We can all agree that internet connectivity has never been easier to obtain and with easily accessible internet-enabled television appliances, internet connected devices a plenty, and connectivity dongles such as Chromecast, Apple TV, and Amazon Fire Stick, and you have a recipe for “if there is internet, there is TV.”

At this year’s Republican and Democratic National Conversions, something very interesting happened… News outlet CNN was live streaming the whole event; not on their traditional network, but on Facebook Live. While this seemed like just a smart usage of social media and another way to sell ads, it fundamentally poses a significant threat to TV and with an audience of 1.7 BILLION on Facebook, does the piddly 55-100 million cable TV subscribers who could watch your traditional channel even matter?

I like butter and precedents

When the Southern cooking maven Paula Dean was removed from her position on the Food Network in 2014, she started her own channel, available completely online. This business soon after showcased strong growth and with someone like Glen Beck’s BlazeTV earning 300k subscribers (in 2014) and the WWE channel boasting close to 1 million, there is demand for online content, and those willing to pay. Not to mention the juggernauts already mentions in Netflix, Hulu, and Amazon Prime.

The Live Sports Tipping Point

Live sports is one of the few sacred places left in TV, since you can’t easily timeshift a live sporting event AND be online at the same time. All it took was someone like the NFL or NCAA College Football to start opening their walled gardens to allow streaming, such as what is happening today with Twitter’s Thursday Night Football and you bring streaming on social, to the mass. This social streaming allows users who do not necessarily own a pay-TV service to watch one of the most restricted events, the NFL, for free (ad supported). Add in the partnership deals between Twitter and College Football finalizing and you add yet another seminal event that was once strangle-held by ‘traditional’ Telco delivery networks, to be distributed to the masses, on a free channel, with connectivity as the only barrier to entry.

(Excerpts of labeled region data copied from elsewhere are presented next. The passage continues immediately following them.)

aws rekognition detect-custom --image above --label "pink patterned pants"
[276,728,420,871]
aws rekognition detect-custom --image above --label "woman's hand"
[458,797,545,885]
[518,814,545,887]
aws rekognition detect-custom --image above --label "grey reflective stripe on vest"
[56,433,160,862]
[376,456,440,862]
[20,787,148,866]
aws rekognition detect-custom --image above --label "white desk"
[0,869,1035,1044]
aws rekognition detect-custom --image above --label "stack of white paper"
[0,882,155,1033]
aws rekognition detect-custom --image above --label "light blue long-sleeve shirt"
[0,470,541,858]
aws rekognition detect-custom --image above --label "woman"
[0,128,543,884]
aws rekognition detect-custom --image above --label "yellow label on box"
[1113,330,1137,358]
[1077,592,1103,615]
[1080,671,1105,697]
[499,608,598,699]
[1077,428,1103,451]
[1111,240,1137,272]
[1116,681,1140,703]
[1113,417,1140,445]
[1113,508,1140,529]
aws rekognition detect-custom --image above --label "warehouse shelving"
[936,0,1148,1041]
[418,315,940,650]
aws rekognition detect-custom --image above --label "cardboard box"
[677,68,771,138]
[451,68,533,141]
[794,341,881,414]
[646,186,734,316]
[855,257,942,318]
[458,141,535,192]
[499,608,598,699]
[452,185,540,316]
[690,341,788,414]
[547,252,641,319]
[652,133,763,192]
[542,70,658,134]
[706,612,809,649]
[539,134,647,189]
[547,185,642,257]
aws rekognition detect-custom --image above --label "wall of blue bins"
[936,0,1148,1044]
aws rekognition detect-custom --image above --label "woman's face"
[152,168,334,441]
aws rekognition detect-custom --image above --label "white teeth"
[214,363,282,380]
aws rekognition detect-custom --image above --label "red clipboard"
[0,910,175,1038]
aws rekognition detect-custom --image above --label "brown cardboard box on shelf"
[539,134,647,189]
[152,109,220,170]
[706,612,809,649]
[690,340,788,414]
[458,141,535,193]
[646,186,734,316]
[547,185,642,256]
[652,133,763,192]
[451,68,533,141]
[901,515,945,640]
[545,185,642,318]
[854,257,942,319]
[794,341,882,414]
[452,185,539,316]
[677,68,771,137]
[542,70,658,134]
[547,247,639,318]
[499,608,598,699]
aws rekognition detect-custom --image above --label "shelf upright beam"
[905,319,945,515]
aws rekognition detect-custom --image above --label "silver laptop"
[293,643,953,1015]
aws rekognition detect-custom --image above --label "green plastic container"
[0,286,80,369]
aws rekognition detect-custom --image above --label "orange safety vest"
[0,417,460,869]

Election 2016: The Happening?

While the streaming of NFL games on a ‘free’ ad supported social network seems like a huge jumping off point, ratings for those games have been less than ideal, yet consistent with rating declines felt by the NFL in general, perhaps the 2016 election in early November will be the ‘event’ that brings ‘streaming social’ content delivery to the masses. Their live streaming of the Presidential Debates, has been a tremendous viewing success, outpacing that of the NFL game streams.

On election night, millions of Americans flock to their TVs to see who is going to be the next president of the United States; an event made for TV. However, BuzzFeed announced that they are going to live stream their election night coverage on Twitter; free to users, but ad-supported. Users will follow.

The Social Networks are Hustling

Twitter has its partnerships with the sporting associations and news outlets to live stream events for free on Twitter (ad-supported), and now Facebook is allowing users to ‘throw’ Facebook Videos up on their TV (appliance) using their Chromecast or Apple TV. Soon it will be Facebook Live streams ‘thrown’ onto TV (appliances) and voila… you have a TV delivery network, without Telco interaction.

Social networks such as Facebook and Twitter have the audience and a growing share of our time everyday. Publishers are having an increasingly more difficult time creating content that receives strong ratings and generates a profit. If a producer or publisher of digital video content took their show and brought it live to Facebook and Twitter as an original program (similar to what Netflix, Amazon, etc. have done with their own original programming), could we be seeing the rise of a new ‘cable’ network? One with well over a billion people worldwide and over 200 billion within the United States who care more about revenue per user, than they do about charging for the content. There, we will have disruption brought to Telcos by organizations who have substantially deeper pockets, and a dead set mission of providing a vertically integrated solution to consumers. Telcos… I’d be cautious and holding onto my internet connectivity deals because in a world with freely distributed content to TV appliances, whoever owns the pipes, owns the content.